Undeterred, Zelda had designs for a second novel, which Scott, with the help of doctors (enlisted by him) and editors (his), firmly and rather brutally talked her out of pursuing. In Heroines, Zambreno quotes the transcripts of one such “psychiatric evaluation”:
The doctor tells Zelda that if she could not write “masterpieces” like her husband, then her “ambitions” would only further “depress” her. “I will always be unhappy then,” she said. “I was a good deal more unhappy when I did not want to write.” She finally agrees to what the doctor prescribes… she is forbidden from writing fiction that draws on a shared biography (in other words, her own life.)

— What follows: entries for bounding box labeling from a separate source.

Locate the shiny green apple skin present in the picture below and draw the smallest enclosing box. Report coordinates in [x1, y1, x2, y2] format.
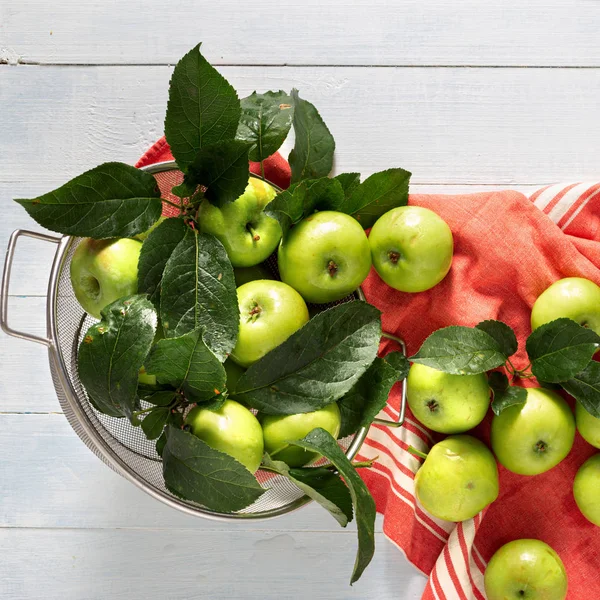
[575, 402, 600, 448]
[258, 402, 342, 467]
[185, 400, 264, 473]
[573, 454, 600, 527]
[233, 265, 275, 287]
[531, 277, 600, 335]
[70, 238, 142, 319]
[133, 216, 168, 242]
[406, 363, 490, 433]
[415, 435, 499, 522]
[369, 206, 454, 292]
[198, 177, 281, 267]
[491, 388, 575, 475]
[231, 279, 309, 368]
[277, 210, 371, 304]
[484, 539, 567, 600]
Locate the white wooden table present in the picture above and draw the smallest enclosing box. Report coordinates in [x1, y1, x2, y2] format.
[0, 0, 600, 600]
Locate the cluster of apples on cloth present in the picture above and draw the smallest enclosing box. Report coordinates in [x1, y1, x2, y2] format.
[18, 46, 600, 598]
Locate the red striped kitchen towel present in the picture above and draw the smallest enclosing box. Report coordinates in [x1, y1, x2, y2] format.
[138, 139, 600, 600]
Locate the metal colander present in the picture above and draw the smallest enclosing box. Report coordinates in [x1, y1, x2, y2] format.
[0, 162, 406, 520]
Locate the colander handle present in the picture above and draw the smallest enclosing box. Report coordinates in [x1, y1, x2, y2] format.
[373, 331, 406, 427]
[0, 229, 61, 346]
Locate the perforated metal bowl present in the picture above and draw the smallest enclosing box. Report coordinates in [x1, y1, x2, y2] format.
[0, 162, 405, 520]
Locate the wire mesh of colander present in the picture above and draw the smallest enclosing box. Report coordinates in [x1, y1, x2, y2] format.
[35, 162, 382, 519]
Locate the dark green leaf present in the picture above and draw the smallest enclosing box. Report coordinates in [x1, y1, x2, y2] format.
[15, 162, 162, 239]
[338, 352, 410, 437]
[263, 454, 353, 527]
[561, 361, 600, 419]
[527, 319, 600, 383]
[348, 169, 411, 229]
[290, 428, 376, 585]
[265, 177, 345, 233]
[77, 295, 156, 418]
[184, 140, 250, 206]
[488, 371, 527, 415]
[289, 89, 335, 183]
[145, 328, 226, 402]
[138, 219, 193, 308]
[142, 406, 171, 440]
[160, 232, 239, 360]
[138, 387, 178, 406]
[235, 301, 381, 415]
[334, 173, 360, 198]
[409, 325, 508, 375]
[236, 91, 294, 162]
[165, 44, 241, 170]
[475, 319, 518, 357]
[162, 425, 265, 513]
[156, 431, 167, 456]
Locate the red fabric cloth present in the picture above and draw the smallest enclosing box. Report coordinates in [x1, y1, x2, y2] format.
[138, 139, 600, 600]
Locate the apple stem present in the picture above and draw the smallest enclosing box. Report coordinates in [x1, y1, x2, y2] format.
[252, 172, 285, 192]
[408, 446, 427, 458]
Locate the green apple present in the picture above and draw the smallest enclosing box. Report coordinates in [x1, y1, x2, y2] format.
[233, 265, 275, 287]
[573, 454, 600, 527]
[484, 539, 567, 600]
[575, 402, 600, 448]
[369, 206, 454, 292]
[406, 363, 490, 433]
[70, 238, 142, 319]
[415, 435, 499, 521]
[277, 210, 371, 304]
[198, 177, 281, 267]
[231, 279, 308, 368]
[185, 400, 264, 473]
[531, 277, 600, 335]
[258, 402, 342, 467]
[133, 217, 168, 242]
[491, 388, 575, 475]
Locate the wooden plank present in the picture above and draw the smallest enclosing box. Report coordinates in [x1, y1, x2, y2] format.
[0, 523, 425, 600]
[0, 67, 600, 189]
[0, 0, 600, 66]
[0, 414, 382, 532]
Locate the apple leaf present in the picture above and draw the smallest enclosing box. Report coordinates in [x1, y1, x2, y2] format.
[144, 328, 226, 406]
[138, 218, 193, 308]
[488, 371, 527, 415]
[347, 169, 411, 229]
[77, 295, 156, 418]
[263, 454, 353, 527]
[165, 44, 241, 171]
[235, 301, 381, 415]
[15, 162, 162, 239]
[290, 427, 376, 585]
[162, 425, 265, 513]
[560, 360, 600, 419]
[288, 89, 335, 183]
[236, 90, 294, 162]
[138, 385, 179, 406]
[475, 319, 519, 357]
[182, 140, 250, 206]
[160, 231, 240, 360]
[334, 173, 360, 198]
[265, 177, 345, 233]
[526, 318, 600, 383]
[142, 406, 171, 440]
[409, 325, 508, 375]
[338, 352, 410, 437]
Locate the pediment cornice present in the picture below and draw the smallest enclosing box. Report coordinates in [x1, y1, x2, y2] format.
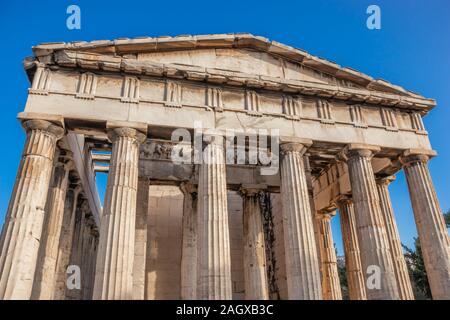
[26, 49, 436, 113]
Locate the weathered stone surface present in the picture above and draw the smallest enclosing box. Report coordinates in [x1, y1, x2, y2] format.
[316, 211, 342, 300]
[402, 151, 450, 299]
[31, 150, 73, 300]
[338, 197, 367, 300]
[0, 34, 449, 299]
[94, 128, 145, 300]
[346, 145, 399, 300]
[281, 143, 322, 300]
[241, 186, 269, 300]
[181, 183, 198, 300]
[377, 177, 414, 300]
[52, 184, 82, 300]
[133, 178, 150, 300]
[0, 120, 64, 299]
[197, 135, 232, 300]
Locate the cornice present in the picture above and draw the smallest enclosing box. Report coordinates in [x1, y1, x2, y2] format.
[28, 50, 436, 113]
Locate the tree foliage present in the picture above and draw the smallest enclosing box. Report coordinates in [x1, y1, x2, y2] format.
[402, 238, 431, 300]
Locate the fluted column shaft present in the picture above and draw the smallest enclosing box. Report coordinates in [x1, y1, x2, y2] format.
[52, 186, 81, 300]
[241, 188, 269, 300]
[346, 147, 399, 300]
[402, 154, 450, 299]
[0, 120, 64, 299]
[377, 177, 414, 300]
[281, 143, 322, 300]
[94, 128, 145, 300]
[181, 183, 198, 300]
[31, 150, 72, 300]
[316, 212, 342, 300]
[133, 178, 150, 300]
[197, 135, 232, 300]
[338, 199, 367, 300]
[65, 199, 91, 300]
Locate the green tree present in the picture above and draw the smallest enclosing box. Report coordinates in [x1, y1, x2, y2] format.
[402, 238, 431, 300]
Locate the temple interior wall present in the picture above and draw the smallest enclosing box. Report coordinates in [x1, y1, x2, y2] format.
[142, 185, 250, 299]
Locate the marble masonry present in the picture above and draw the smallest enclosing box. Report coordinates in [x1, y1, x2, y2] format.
[0, 34, 450, 300]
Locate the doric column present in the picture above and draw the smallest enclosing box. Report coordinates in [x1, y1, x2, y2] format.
[338, 198, 367, 300]
[344, 144, 399, 300]
[401, 150, 450, 299]
[180, 182, 197, 300]
[303, 155, 322, 272]
[65, 199, 91, 300]
[316, 211, 342, 300]
[52, 182, 82, 300]
[31, 148, 73, 300]
[81, 213, 99, 300]
[377, 176, 414, 300]
[0, 120, 64, 299]
[240, 185, 269, 300]
[281, 140, 322, 300]
[133, 177, 150, 300]
[197, 135, 232, 300]
[94, 127, 146, 300]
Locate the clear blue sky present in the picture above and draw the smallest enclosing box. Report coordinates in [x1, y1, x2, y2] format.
[0, 0, 450, 253]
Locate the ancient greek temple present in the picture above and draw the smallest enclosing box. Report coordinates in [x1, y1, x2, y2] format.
[0, 34, 450, 300]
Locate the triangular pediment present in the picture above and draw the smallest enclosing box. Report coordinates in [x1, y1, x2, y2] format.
[33, 34, 433, 104]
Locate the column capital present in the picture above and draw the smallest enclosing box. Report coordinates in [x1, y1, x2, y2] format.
[106, 121, 147, 143]
[341, 143, 381, 161]
[316, 209, 336, 220]
[375, 175, 396, 186]
[22, 120, 64, 139]
[335, 194, 353, 205]
[239, 184, 267, 197]
[180, 181, 198, 194]
[280, 137, 313, 155]
[203, 130, 224, 147]
[399, 149, 437, 166]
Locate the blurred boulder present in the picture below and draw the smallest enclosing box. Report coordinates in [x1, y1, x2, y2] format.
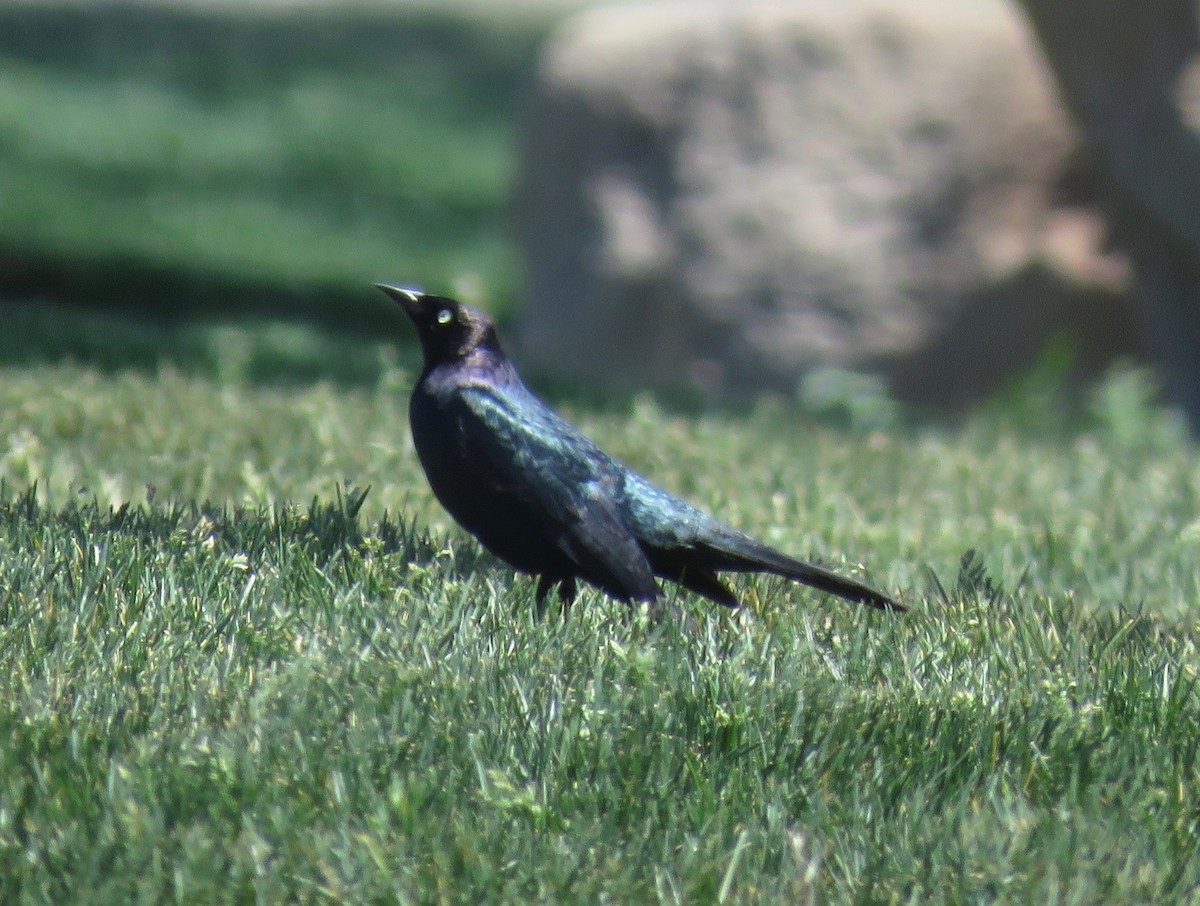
[515, 0, 1138, 403]
[1020, 0, 1200, 436]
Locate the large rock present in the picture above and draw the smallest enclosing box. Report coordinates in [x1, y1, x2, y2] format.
[515, 0, 1134, 402]
[1020, 0, 1200, 438]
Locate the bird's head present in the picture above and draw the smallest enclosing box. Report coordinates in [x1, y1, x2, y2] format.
[376, 283, 500, 370]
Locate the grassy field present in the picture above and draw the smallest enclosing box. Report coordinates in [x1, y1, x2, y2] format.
[0, 2, 551, 329]
[0, 312, 1200, 904]
[0, 4, 1200, 904]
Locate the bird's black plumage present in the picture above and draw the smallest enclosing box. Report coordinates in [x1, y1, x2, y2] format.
[377, 283, 904, 611]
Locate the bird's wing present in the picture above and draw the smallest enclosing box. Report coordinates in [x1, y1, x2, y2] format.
[456, 385, 659, 600]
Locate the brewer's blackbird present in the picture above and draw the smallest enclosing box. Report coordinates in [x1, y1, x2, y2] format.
[376, 283, 905, 611]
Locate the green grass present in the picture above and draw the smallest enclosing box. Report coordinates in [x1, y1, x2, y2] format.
[0, 4, 550, 326]
[0, 316, 1200, 904]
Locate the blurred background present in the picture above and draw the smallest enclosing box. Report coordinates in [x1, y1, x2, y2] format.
[0, 0, 1200, 426]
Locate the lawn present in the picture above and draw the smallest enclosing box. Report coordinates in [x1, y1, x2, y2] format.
[0, 4, 1200, 904]
[0, 316, 1200, 904]
[0, 2, 560, 329]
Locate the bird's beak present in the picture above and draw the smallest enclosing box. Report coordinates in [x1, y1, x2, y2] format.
[376, 283, 425, 317]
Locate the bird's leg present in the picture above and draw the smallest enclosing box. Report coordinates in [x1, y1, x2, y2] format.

As such, should one wish to read Zelda, one of the truest ways to do so may be to read Scott, whose writing often lifted entire phrases from her letters or speech. The most famous and eerily aware of these is Zelda’s exclamation at the birth of their daughter, which became one of the most recognizable of Daisy’s lines in Gatsby: “Isn’t she smart—she has the hiccups,” Zelda said upon seeing her child, having stated moments before that she herself was drunk for the occasion. “I hope it’s beautiful and a fool—a beautiful little fool.” And so Zelda the myth lives in fiction, Scott the myth lives as its author.
Zelda died in a fire in the hospital where she was finally institutionalized for schizophrenia. An incorrect date was printed on her tombstone, and her husband’s words placed literally atop her grave.
Despite the tragedy and justified anger in which Heroines is steeped, it ends with something like hope regarding the idea of being read. After all, the book is a chronicle of Zambreno’s obsession with reading these unread or unreadable women, an exorcism of their ghosts that produced the thing they longed for: their words, their truths, in print. And, Zambreno argues, today the internet provides a forum for questioning the cannon and a community that informs, supports and reads each other, one that may have aided Vivienne and Zelda had they been granted access. In a poignant shift in the book’s last twenty pages, Zambreno suddenly turns her narrative towards a you – triumphantly, a reader, and if you take up her charge, a writer, a decider of the mythology. The question, as she puts it: “Who gets to be remembered and who does not?”